Fogg is designed around a few principles– convention over configuration and transparency.

Principles

Convention over Configuration

Much time in software engineering is spend arguing over style and other issues with roughly equivalent solutions.

With fogg we provide a set of answers to questions like “how should I organize my terraform code”? Much like Ruby on Rails, we’ve identified some patterns and made it easy if you follow them.

Some things we standardize–

  • repository layout
  • remote state
  • resource naming
  • resource isolation

Transparency

A significant challenge in practicing infrastructure-as-code is getting feedback on what your code will do.

Tools like Terraform make this better by having an explicit plan stage which will tell you what’s about to happen.

As we’ve built tools around Terraform our goal has been to avoid making this worse – it should not be harder to understand what’s going on.

To that end, one of the significant decisions we made was to have this tool work via code generation. That means that you can always read the code we’ve generated to understand what’s going on (you can even tweak it if you need to temporarily work around a limitation).

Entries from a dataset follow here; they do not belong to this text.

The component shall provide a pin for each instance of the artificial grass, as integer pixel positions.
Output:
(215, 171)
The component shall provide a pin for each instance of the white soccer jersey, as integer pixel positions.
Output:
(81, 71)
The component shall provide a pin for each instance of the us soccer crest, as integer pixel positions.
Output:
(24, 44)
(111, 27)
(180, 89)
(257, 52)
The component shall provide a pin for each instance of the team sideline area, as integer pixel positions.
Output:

This tranparency should make it easier to try out fogg– you can always see the code for yourself and if you even decide to stop using it, you already have a working repository.

Terraform Best Practices

There are a number of terraform best practices which reduce operational risk and improve collaboration.

Remote State

Terraform relies on a state file, which maps resources it manages to their state and metadata in cloud providers. Think of it like a join table.

You can either store this state file locally (wherever you are running Terraform) or remotely (on something like S3).

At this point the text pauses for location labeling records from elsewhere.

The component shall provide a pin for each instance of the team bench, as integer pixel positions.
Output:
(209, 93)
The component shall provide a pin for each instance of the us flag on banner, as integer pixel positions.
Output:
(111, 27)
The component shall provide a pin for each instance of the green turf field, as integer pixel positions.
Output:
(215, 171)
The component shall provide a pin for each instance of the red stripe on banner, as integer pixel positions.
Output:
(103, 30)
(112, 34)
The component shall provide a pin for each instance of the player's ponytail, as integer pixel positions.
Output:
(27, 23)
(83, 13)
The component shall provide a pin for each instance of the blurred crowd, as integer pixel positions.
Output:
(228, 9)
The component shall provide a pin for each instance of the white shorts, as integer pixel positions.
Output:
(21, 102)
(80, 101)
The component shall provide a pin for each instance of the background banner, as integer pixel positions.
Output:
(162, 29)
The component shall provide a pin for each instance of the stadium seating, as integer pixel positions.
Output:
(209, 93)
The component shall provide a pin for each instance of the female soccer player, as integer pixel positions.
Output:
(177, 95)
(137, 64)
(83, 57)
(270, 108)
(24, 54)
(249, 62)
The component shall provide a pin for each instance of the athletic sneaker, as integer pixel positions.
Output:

Storing it remotely prevents data loss, and improves collaboration. Fogg will automatically configure remote state in S3 for all terraform scopes it sets up.

limiting blast radius

Blast radius is a metaphorical term for software operations wherein we consider “if this thing blows up how much else will go with it”.

That is – if this tools fails here how far will the damage go.

This is relevant in Terrafrom because of its powerful feature of being able to update many resources at once.

To limit potential damage it is best to avoid putting all your terraform managed resources in one scope (ie one state file). Others have argued that you need 1 per environment. Fogg goes further and allows you to have multiple scopes (we call them components) in an environment which are all loosely tied together by remote state configurations.

Now, setting up multiple scopes for terraform is as easy as creating directories. But what fogg provides is a way to maintain high engineer productivity when also factoring code into multiple components.

tagging / naming conventions

It is best to tag and name resources consistently. Fogg helps with this be generating variables with names and tags for you to use.